As Professor Kenney begins her book, she mentions several difficulties she believes she must overcome. One is the prejudice claiming that humorists are less incisive about the human predicament than tragedians and therefore do not warrant close and lengthy attention. A second is that if she writes a book she must take a scholarly and critical approach, because the books about Thurber's work so far have been satisfactory but only introductory. A third is that a writer of short pieces, like Thurber, gives the scholar or critic a less useful handle to take hold of than a novelist does. Professor Kenney's method was suggested by the metaphor of the "Anatomy," derived from Thurber himself, who was first to call his work "an anatomy of confusion." With that metaphor Kenney can proceed to dissect the writing in front of her, moving from the outer world to the inmost—the deepest—without being constrained by chronology. Hers is a book from which one can derive useful observations: her own, those of other writers, and those of Thurber, although not from letters and papers outside the main body of Thurber's work [End Page 773] .

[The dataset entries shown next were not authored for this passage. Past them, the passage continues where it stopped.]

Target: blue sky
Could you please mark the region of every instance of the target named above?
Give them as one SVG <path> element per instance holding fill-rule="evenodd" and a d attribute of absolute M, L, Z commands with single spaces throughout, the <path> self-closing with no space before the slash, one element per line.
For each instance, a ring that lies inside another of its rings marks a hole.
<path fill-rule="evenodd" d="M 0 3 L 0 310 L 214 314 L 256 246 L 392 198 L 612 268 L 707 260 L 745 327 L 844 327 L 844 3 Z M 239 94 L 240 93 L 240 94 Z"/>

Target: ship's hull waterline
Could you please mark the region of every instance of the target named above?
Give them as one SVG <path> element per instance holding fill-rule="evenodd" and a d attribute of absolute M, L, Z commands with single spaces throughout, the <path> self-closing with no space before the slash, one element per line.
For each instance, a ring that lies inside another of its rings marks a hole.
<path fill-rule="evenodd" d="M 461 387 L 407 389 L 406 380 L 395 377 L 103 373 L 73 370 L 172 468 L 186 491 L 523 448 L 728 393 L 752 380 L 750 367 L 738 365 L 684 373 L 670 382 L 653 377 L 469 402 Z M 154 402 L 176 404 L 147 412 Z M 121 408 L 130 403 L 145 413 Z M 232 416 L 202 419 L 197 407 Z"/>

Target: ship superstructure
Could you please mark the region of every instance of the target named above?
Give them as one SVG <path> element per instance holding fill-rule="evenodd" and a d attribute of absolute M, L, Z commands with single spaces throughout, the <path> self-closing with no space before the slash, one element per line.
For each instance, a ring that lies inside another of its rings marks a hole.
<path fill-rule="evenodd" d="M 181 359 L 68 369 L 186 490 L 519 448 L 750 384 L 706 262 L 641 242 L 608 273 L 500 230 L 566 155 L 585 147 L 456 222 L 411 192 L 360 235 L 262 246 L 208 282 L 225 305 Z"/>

Kenney's plan works well but does require the too-frequent repetitions of "anatomy" and "confusion," which sound like efforts to convince us of their viability. She guides us as Thurber performs his own dissection of a world filled with characters who cannot cope with machines, with other people, or with language itself. Her book rises in value as she substantiates her location of Thurber in a place "filled with emotional chaos, hard by the tragic abyss," where he asks the essential questions: why are we here? where are we going? why are ordinary people doing such senseless things? "Tiny, apparently inconsequential misunderstandings," she observes, "grow into monumental confusions—until the nature of reality itself is questioned."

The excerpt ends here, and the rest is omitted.